Beefy Boxes and Bandwidth Generously Provided by pair Networks
No such thing as a small change
 
PerlMonks  

The fallacy of the *requirement* for read-only instance variables.

by BrowserUk (Pope)
on Apr 17, 2011 at 12:43 UTC ( #899808=perlmeditation: print w/ replies, xml ) Need Help??

For a (public) read-only instance variable (ROIA) to have a value, it must be assigned one. This may happen in one of two ways.

  • It is initialised at instantiation time with a value passed in by the caller.

    In this case, whenever the caller might read the ROIA (back) from the object instance, it could just as easily, and more efficiently, obtain that same value from the same source as it got it from when it instantiated the object in the first place.

    Now, some will argue: "But what of the caller passes the object to some other piece of code that doesn't have access to the value used during initialisation?". And the answer is, that if the caller can pass the object to that other code, it can equally well pass the value to that other code directly rather than via the object.

    And then: "What if the caller has many values that it wants to pass to the other code? Isn't encapsulating them into a data-only object and passing its handle to that other code better than passing a bunch of discrete variables?". And the answer is, how is that better than putting the variables into a simple data structure like a hash or array and passing a reference to that to the other code?

  • It is initialised with a value derived from the values passed in by the caller.

    In this case, the ROIA is calculated or otherwise derived from the other initialisation parameters, and then stored so that it needn't be recalculated every time the caller reads it. In effect, the ROIA is acting as a cache.

    The problem here is that is assumes that the caller will call twice or more. But why would he? Why wouldn't he retrieve the value once and store it locally if he will need to reference it multiple times. The sole purpose of caching the value internally it to save the recalculation expense. But if the caller stores it locally, he also avoids the method call expense.

    But more to the point, the initial calculation is only done if the caller actually needs the value. And if the caller takes the responsibility for caching the value, if he needs to, then the cache space is only allocated if it is needed also.
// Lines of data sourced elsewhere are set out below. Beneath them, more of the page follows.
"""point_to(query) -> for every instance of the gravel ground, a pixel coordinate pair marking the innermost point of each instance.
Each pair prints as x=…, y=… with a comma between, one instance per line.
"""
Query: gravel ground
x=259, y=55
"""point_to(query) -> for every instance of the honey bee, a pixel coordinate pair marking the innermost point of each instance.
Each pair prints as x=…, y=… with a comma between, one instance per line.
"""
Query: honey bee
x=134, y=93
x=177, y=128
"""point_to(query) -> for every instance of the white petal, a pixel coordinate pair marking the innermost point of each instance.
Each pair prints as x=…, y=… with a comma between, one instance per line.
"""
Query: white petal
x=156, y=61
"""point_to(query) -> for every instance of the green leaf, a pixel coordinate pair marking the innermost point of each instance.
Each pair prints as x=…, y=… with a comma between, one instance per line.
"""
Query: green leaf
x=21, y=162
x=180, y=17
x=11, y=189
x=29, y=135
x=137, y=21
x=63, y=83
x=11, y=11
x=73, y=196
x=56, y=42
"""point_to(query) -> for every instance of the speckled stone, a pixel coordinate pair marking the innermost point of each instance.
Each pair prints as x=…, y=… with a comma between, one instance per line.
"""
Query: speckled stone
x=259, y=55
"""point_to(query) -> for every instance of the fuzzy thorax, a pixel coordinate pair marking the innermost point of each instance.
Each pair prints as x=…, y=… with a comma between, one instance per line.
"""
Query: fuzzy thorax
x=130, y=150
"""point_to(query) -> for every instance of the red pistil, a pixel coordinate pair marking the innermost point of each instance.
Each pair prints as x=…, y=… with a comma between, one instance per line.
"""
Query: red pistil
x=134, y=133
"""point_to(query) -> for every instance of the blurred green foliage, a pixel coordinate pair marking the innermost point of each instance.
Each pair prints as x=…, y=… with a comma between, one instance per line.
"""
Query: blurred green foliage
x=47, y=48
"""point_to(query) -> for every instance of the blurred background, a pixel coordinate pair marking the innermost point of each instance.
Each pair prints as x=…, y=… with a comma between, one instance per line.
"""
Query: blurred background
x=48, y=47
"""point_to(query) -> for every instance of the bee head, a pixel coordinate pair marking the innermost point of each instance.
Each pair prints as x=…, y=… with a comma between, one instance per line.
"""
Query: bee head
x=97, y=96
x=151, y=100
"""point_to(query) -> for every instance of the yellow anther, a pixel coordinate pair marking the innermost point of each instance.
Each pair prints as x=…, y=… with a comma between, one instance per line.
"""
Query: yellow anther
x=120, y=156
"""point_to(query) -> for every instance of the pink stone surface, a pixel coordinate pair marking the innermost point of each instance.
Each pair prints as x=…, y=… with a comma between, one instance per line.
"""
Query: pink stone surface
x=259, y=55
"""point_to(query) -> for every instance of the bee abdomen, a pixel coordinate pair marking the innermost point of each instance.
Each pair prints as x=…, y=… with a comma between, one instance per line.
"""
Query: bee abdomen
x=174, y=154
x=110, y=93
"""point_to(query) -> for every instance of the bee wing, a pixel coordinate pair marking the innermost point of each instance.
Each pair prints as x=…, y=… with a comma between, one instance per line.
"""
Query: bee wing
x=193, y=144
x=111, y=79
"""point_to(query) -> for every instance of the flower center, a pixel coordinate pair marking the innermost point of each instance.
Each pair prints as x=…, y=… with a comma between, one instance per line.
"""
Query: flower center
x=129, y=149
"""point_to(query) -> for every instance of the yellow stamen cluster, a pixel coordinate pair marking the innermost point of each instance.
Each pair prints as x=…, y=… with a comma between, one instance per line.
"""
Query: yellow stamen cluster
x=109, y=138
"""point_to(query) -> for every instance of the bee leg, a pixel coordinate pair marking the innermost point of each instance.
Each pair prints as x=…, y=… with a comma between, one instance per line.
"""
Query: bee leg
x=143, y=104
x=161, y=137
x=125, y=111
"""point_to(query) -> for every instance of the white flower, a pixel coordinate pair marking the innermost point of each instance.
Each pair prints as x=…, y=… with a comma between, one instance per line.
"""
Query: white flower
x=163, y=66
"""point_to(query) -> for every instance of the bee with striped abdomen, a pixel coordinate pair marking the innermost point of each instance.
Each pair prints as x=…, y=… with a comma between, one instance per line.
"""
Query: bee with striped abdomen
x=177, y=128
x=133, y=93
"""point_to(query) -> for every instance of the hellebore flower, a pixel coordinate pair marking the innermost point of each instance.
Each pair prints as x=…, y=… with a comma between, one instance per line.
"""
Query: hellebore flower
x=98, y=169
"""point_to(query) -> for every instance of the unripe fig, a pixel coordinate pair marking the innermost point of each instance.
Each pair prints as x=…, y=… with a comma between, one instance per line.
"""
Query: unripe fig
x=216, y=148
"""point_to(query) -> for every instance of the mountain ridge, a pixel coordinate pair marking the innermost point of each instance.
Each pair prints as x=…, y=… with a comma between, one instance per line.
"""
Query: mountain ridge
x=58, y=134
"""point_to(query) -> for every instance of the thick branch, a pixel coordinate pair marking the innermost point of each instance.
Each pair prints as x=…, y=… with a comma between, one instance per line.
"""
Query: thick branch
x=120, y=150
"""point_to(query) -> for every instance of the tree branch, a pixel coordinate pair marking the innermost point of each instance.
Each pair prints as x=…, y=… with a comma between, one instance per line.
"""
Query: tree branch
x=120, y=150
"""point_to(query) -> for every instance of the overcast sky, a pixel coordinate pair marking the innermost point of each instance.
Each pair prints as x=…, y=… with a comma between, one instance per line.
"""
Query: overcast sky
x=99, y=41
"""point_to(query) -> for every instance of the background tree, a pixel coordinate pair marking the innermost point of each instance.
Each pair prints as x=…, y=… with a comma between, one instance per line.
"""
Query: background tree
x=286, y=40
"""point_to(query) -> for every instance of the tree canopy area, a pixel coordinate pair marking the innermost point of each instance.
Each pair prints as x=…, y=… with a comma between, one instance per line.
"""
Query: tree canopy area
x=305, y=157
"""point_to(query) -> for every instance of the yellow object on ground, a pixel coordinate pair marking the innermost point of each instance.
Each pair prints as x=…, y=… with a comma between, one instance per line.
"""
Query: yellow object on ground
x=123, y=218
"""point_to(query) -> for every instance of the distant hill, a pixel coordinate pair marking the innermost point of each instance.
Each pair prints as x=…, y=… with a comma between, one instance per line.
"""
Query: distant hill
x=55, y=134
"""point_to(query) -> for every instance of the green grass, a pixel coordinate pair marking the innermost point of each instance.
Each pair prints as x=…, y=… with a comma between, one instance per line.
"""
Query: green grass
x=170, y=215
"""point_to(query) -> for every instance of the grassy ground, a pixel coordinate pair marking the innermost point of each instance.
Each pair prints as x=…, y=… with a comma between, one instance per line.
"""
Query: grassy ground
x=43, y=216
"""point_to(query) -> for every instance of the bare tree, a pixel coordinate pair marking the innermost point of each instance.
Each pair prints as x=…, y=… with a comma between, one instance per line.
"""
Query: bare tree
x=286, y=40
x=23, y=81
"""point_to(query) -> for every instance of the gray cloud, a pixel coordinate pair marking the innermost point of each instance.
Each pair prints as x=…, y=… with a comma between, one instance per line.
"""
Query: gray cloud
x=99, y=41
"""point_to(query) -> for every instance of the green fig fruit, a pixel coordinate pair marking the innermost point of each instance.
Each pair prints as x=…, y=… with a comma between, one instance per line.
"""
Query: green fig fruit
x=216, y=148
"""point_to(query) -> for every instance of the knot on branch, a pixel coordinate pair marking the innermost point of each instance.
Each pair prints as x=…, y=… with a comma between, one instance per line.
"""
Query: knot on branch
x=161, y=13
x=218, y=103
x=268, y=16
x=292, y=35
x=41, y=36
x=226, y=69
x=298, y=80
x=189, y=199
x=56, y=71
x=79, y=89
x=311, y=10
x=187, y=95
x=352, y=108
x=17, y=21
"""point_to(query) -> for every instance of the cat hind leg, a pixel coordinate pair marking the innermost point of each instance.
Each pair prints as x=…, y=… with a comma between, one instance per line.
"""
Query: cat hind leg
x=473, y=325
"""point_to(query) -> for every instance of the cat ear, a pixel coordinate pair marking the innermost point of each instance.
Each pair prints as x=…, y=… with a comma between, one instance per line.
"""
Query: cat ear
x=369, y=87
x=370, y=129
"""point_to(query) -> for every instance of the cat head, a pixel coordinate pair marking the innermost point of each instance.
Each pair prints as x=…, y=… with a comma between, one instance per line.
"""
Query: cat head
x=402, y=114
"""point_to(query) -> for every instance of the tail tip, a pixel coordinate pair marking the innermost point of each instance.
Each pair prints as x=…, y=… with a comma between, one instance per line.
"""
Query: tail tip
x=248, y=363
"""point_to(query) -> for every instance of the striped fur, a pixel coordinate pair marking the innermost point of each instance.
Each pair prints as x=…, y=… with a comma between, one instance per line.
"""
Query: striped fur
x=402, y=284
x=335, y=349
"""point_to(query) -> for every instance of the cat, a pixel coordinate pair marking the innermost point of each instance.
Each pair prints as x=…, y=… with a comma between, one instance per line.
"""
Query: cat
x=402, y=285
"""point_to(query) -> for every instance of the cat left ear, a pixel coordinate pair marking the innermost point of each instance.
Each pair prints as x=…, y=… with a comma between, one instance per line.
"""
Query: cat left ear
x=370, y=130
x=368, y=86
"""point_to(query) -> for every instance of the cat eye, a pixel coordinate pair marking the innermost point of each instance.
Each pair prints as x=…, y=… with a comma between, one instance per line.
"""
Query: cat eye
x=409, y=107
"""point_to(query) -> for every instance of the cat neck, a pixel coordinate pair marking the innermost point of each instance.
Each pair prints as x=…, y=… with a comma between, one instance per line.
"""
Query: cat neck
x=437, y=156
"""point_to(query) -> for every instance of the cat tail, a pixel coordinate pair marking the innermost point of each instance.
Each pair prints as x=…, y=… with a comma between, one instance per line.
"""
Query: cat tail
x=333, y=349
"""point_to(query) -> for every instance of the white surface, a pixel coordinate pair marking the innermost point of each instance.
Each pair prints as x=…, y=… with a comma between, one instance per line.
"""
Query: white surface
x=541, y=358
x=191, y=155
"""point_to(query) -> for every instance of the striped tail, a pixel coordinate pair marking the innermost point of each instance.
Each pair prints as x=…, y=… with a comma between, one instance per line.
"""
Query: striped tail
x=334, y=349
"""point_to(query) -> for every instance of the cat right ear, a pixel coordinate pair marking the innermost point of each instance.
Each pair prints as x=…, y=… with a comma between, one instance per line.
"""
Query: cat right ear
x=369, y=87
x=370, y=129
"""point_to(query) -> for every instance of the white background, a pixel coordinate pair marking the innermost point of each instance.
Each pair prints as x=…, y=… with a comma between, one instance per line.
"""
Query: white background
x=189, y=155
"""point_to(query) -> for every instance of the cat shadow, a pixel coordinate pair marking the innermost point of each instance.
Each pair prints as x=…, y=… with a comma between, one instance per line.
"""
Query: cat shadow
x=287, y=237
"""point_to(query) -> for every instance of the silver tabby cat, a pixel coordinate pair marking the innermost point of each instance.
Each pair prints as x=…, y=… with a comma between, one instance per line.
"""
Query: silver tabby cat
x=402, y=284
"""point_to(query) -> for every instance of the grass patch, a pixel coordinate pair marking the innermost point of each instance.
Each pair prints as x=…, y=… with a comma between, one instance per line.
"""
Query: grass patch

There is one legitimate case when a ROIA makes sense. For that to be the case requires several properties of the ROIA:

  1. The value stored in the ROIA must be expensive to calculate.
  2. It must be required multiple times.
  3. It must be required both internally to the instance; and externally to it.
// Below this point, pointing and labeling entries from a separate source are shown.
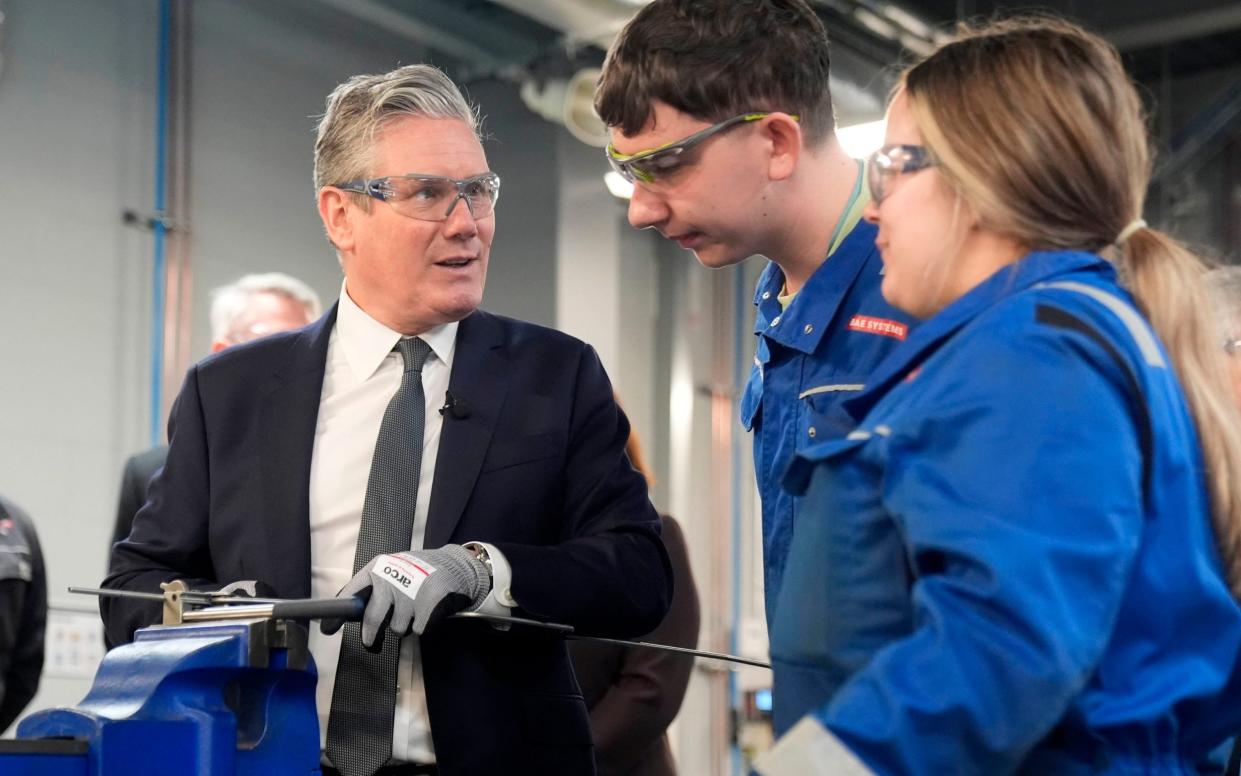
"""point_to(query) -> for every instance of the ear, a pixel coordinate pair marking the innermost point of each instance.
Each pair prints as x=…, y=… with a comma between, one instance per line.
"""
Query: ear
x=783, y=134
x=338, y=216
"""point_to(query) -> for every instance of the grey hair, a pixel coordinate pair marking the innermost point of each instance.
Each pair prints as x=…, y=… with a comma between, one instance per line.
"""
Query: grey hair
x=1224, y=286
x=359, y=108
x=228, y=303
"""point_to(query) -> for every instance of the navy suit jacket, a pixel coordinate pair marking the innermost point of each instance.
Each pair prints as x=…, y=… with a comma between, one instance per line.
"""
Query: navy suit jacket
x=537, y=468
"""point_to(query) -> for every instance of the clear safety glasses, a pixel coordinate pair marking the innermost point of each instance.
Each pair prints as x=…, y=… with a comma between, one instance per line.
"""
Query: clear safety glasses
x=431, y=198
x=887, y=163
x=650, y=165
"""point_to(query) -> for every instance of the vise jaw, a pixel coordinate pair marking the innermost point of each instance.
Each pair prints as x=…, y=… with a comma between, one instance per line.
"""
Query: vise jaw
x=230, y=698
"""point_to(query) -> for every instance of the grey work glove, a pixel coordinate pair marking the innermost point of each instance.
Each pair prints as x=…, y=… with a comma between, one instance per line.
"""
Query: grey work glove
x=416, y=587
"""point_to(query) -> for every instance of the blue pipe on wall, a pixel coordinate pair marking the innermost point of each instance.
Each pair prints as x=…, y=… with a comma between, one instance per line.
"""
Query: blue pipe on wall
x=159, y=268
x=740, y=307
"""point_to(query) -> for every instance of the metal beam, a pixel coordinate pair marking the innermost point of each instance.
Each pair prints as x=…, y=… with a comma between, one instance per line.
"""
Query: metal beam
x=464, y=47
x=1182, y=27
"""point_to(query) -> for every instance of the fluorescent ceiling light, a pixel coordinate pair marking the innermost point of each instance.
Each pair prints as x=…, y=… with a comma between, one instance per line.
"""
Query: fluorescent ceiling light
x=618, y=185
x=860, y=139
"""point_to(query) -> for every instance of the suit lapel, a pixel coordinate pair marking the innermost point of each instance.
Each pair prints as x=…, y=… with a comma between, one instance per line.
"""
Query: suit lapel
x=287, y=421
x=480, y=379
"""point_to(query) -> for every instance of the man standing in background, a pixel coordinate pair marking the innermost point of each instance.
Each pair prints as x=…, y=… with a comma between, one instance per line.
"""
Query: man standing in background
x=22, y=611
x=250, y=307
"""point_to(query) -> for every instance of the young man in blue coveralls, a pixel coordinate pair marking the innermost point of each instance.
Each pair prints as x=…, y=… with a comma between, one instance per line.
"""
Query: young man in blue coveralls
x=721, y=116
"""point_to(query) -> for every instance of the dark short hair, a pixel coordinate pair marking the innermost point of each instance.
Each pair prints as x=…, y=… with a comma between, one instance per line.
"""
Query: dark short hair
x=717, y=58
This combination of circumstances are far, far rarer than the prominence ROIAs are given in texts, documentation and existing codebases would suggest. And in many cases, maybe even most cases of existing usage, that combination of properties is a strong indication of bad OO.

It indicates either that:

  • The class is deficient in that it forces the caller to perform algorithms that should be provided by the class as a method.
  • Or the value has been wrongly encapsulated into a catch-all object. (Sometimes referred to as a God-object.)
  • Or the class should not be a class, but a simple data structure.
  • Or it is a (truly) premature optimisation based upon whatifitis second guessing what the class user might require.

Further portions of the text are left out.